Opéra jeunesse - L'imaginaire, le sérieux, le beau et le bon

Se lancer dans un genre aussi périlleux que l'opéra pour enfants demande du courage. Et, souvent, comme chez Ravel ou Humperdinck, des attributs colossaux. Avec ses petits moyens, cette nouvelle production de Chants libres réussit, au niveau de la scénographie, un petit miracle. Celui d'offrir aux enfants d'aujourd'hui la même porte sur l'imaginaire que savait le faire La Boîte à Surprise du temps de Pierre Thériault, alors que Sol et Gobelet ont fait rire je ne sais combien de ribambelles de petits — et d'adultes — avec comme tout décor un mur noir, une fenêtre, une table et un réfrigérateur.
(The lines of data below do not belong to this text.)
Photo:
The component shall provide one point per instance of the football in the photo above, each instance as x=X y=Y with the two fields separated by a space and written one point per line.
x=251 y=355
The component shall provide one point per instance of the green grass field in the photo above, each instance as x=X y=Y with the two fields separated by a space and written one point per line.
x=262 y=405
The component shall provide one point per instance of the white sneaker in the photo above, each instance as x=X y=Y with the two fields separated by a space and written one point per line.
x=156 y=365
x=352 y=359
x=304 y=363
Peu d'accessoires donc, costumes réduits au minimum (les plus vieux vont penser que Julie pourrait s'appeler Marie-Quat'Poches), des éclairages et jeux d'ombre efficaces, voilà avec quoi nos acteurs chanteurs arrivent à faire croire à cette histoire de Mouawad. Pour résumer le propos, une jeune fille assiste sans le savoir à la mort subite — mais non violente — de sa grand-mère. Déchirée de chagrin, révoltée, elle s'enferme avec son chien et le cadavre pour attendre la Mort et lui faire face avec courage. La morale: elle accepte le fait de cette inévitabilité et se réconcilie avec la vie. Les interventions d'un psychologue montrent à quel point les concepteurs du spectacle n'ont que peu de respect pour certains aspects de la professionÉ et veulent faire confiance aux enfants.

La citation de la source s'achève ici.